Many marketers are now crusading for causes in ways they wouldn’t have dreamed of just a few years ago -- but few companies  have  been more aggressively public about it than Procter & Gamble.

"Meaningful change starts at home, and P&G brands have a big role to play – by helping consumers live more sustainably with no tradeoffs in the superior performance they expect from our products,” said David Taylor, P&G chairman and CEO, in a statement.

Indeed, the new P&G study finds that nearly 80% of consumers expect brands to help them live a “more environmentally conscious lifestyle.”

Among the environmentally sensitive steps it’s taking include: “For every tree used to make Charmin toilet paper, at least two more are regrown.”  It pledges to plant one million trees by 2025 in areas hit by natural disasters.

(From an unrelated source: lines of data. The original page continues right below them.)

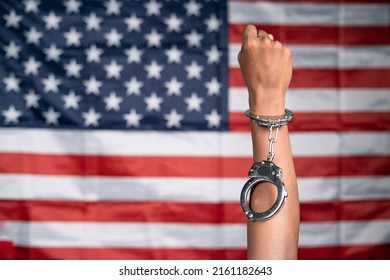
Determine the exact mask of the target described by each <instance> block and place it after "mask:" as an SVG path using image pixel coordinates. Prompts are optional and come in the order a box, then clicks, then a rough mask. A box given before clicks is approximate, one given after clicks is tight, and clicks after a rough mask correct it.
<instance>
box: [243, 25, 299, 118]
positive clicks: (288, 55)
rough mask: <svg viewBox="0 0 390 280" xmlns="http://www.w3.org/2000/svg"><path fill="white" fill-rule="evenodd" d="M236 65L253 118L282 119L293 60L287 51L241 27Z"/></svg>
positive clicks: (284, 106) (256, 34) (264, 36)
mask: <svg viewBox="0 0 390 280" xmlns="http://www.w3.org/2000/svg"><path fill="white" fill-rule="evenodd" d="M242 37H243V38H242V46H241V50H240V52H239V53H238V62H239V64H240V68H241V72H242V75H243V77H244V80H245V83H246V86H247V88H248V91H249V108H250V110H251V112H252V114H255V115H263V116H264V115H266V116H272V115H283V114H284V107H285V106H284V104H285V94H286V91H287V89H288V86H289V84H290V81H291V76H292V65H293V59H292V55H291V51H290V49H289V48H287V47H285V46H283V45H282V44H281V43H280V42H278V41H274V40H272V37H270V35H269V34H268V33H267V32H265V31H263V30H257V29H256V27H255V26H253V25H248V26H246V27H245V29H244V31H243V36H242Z"/></svg>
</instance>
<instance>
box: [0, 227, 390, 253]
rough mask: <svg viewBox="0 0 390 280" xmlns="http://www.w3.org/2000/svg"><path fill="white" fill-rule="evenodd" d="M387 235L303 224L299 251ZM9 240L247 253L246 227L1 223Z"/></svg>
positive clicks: (379, 243)
mask: <svg viewBox="0 0 390 280" xmlns="http://www.w3.org/2000/svg"><path fill="white" fill-rule="evenodd" d="M389 231H390V221H380V220H379V221H363V222H321V223H314V222H313V223H302V224H301V227H300V240H299V246H301V247H311V246H333V245H340V246H343V245H357V244H365V245H368V244H386V243H389V242H390V235H389V234H388V233H389ZM27 233H28V234H27ZM26 236H29V238H28V239H26ZM172 236H174V237H175V238H172ZM11 237H12V240H13V242H14V243H15V244H16V245H19V246H29V247H50V246H53V247H94V248H99V247H122V248H126V247H132V248H145V247H149V248H188V247H192V248H210V249H212V248H245V247H246V225H245V224H218V225H210V224H207V225H206V224H190V225H188V224H177V223H174V224H172V223H163V224H161V223H94V222H66V223H60V222H5V223H4V224H3V225H2V227H1V228H0V240H9V239H11Z"/></svg>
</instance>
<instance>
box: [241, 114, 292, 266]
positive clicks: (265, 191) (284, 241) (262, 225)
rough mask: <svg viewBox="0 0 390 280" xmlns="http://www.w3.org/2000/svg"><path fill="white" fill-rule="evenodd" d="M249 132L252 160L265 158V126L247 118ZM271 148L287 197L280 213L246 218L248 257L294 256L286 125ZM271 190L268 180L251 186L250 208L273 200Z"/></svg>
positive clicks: (260, 206)
mask: <svg viewBox="0 0 390 280" xmlns="http://www.w3.org/2000/svg"><path fill="white" fill-rule="evenodd" d="M251 134H252V142H253V160H254V161H255V162H258V161H261V160H265V159H266V158H267V155H268V145H269V142H268V134H269V130H268V128H266V127H259V126H257V125H256V124H255V123H254V122H252V121H251ZM274 151H275V157H274V159H273V162H274V163H275V164H276V165H277V166H279V167H280V168H282V170H283V181H284V184H285V186H286V189H287V191H288V197H287V198H286V202H285V204H284V206H283V208H282V209H281V210H280V212H279V213H278V214H276V215H275V216H273V217H272V218H270V219H269V220H266V221H262V222H250V221H248V259H296V258H297V246H298V233H299V200H298V190H297V182H296V175H295V170H294V164H293V159H292V153H291V147H290V141H289V135H288V127H287V126H282V127H281V128H280V129H279V136H278V141H277V142H276V143H275V146H274ZM275 190H276V188H275V186H273V185H271V184H270V183H261V184H260V185H259V186H258V187H255V188H254V190H253V192H252V195H251V208H252V209H253V210H254V211H256V212H263V211H266V210H267V209H268V208H270V206H271V205H272V204H273V202H274V201H275V197H276V194H275V193H276V192H275Z"/></svg>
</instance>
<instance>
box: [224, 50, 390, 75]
mask: <svg viewBox="0 0 390 280" xmlns="http://www.w3.org/2000/svg"><path fill="white" fill-rule="evenodd" d="M288 47H289V48H290V49H291V52H292V54H293V56H294V68H328V69H329V68H330V69H336V68H341V69H349V68H365V69H366V68H387V67H390V47H389V46H369V47H368V46H364V47H335V46H311V45H310V46H307V45H304V46H303V45H299V46H296V45H288ZM240 49H241V45H240V44H230V45H229V66H230V67H236V68H237V67H239V65H238V60H237V54H238V52H239V51H240Z"/></svg>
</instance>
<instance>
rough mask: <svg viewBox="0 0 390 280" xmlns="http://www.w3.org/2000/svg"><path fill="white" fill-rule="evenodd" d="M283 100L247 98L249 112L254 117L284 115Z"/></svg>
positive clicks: (283, 103) (284, 104)
mask: <svg viewBox="0 0 390 280" xmlns="http://www.w3.org/2000/svg"><path fill="white" fill-rule="evenodd" d="M284 109H285V98H284V97H283V98H251V97H250V98H249V110H250V112H251V113H252V114H254V115H261V116H280V115H283V114H284Z"/></svg>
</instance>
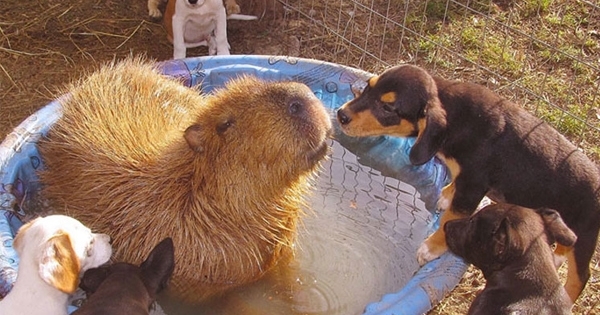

That effort apparently hasn’t impressed some environmental critics. On March 31, the group Stand.earth demonstrated in the Cincinnati area, charging that “P&G is complicit in the destruction of the world’s critical primary forests — including in the boreal forest of Canada, where the company sources some of its fiber to make products like Charmin — and its supply chain issues are a reputational and financial threat to the company.”

At last year's annual company meeting, a surprising 67% of investors voted to request P&G “issue a report assessing if and how it could increase the scale, pace, and rigor of its efforts to eliminate deforestation and the degradation of intact forests in its supply chains.”